Em primeiro lugar, por que se faz um suposto “manifesto” a favor de alguma coisa? Manifesto a favor de pagar mais imposto, manifesto a favor de corrupção, manifesto a favor de manter tudo como está. São jabuticabas que desafiam a metafísica ocidental.

Pior: por que um manifesto a favor da candidatura Lula? O PT ou enfia Lula goela abaixo do povo, ou não faz nada. Não é que os intelectuais estejam pedindo algo, vamos dizer, difícil: é como um abaixo-assinado exigindo que os membros do partido respirem. A última coisa que afetaria uma candidatura Lula seria que intelectuais publicamente lulistas de carteirinha (alguns, de carteirinha mesmo), pedissem por Lula.

As opções do PT são Lula ou Lula, caso Lula não acabe preso antes disso. Todos os outros figurões do partido estão presos, ou com a mesma moral de um goleiro Bruno (ou menos moral, já que Rui Falcão, presidente da sigla, usa o goleiro Bruno como exemplo superior ao qual pode elevar os membros de sua sigla). Quem seria, não fosse Lula? Maria do Rosário? Gleisi Hoffmann? Paulo Bernardo? Eduardo Suplicy? (sério, é difícil lembrar de quem ainda não está preso, ou de quem já saiu da cadeia.) Gente que hoje faz Geraldo Alckmin parecer o Bon Jovi em carisma.

O “manifesto”, então, é um golpe midiático: fingir que há grandes figuras intelectuais do país, talvez as maiores figuras intelectuais do país, que defendem Lula – logo, o povo também deve defender Lula. Como sempre, são os intelectuais que caem naquilo que Paul Johnson diagnosticou da claque: intelectuais trabalham sempre com o sentimento de que representam as idéias do povo; nada, via de regra, mais longe da realidade.

O foco não pode ser as eleições de 2018, aquelas “Lula ou nada”: é, novamente, um golpe midiático de pessoas mais bem informadas do que o povão de que o risco de Lula na cadeia é real, e como o ordenamento jurídico não depende apenas de lei, mas de política – que, por sua vez, depende de carisma e apoio popular – com Lula nos holofotes e aparentando ser o Deus de uma nação, sua chance de ir para o xilindró diminui. O cumprimento de leis costuma depender do clamor popular, ao contrário do que se pensa.

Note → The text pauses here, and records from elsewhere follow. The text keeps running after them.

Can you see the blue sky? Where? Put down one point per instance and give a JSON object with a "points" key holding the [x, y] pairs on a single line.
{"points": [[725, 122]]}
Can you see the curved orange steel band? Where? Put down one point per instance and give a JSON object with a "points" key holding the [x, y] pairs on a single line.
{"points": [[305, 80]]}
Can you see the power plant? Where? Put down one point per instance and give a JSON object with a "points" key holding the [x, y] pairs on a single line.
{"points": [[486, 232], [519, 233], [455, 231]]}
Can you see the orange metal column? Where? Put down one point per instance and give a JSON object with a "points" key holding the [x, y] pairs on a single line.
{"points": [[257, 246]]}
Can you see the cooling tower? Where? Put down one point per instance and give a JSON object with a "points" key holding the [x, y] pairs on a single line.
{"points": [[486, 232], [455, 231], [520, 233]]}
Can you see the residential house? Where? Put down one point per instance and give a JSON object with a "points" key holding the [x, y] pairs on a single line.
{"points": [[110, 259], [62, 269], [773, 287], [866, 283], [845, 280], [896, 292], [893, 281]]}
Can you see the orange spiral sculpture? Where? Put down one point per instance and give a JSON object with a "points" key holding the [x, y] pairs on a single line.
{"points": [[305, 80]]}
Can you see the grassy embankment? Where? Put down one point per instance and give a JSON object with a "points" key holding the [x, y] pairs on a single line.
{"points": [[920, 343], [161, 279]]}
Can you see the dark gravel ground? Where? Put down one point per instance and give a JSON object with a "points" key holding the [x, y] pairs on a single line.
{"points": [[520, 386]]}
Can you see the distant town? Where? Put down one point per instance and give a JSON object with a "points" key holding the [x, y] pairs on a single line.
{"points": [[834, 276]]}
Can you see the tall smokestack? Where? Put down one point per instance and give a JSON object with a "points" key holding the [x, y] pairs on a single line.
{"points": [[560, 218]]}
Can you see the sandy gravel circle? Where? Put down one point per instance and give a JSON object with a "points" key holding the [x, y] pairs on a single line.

Segundo problema: por que um manifesto de intelectuais? Intelectuais escrevem livros. Peças. Filmes. Sinfonias. Criações. Chegam a novos conceitos. Reúnem experiências, históricos e leituras e produzem algo de valor universal a partir de seu cérebro. Pensam, extraem idéias novas de idéias antigas. Qual o valor de um intelectual fazendo um abaixo-assinado? Manifesto de assinatura se faz no condomínio pra expulsar vizinho chato. Intelectual petista só consegue mesmo um nome respeitável pela Folha de S. Paulo e pela Globo (aposto que depois xingam as duas instituições de mídia) para se tornar um número, uma assinatura? Ao invés de estar acima das idéias do vulgo, mergulhar na tradição e dela extrair conhecimento e sabedoria, só conseguem, cada um, desenhar o próprio nome?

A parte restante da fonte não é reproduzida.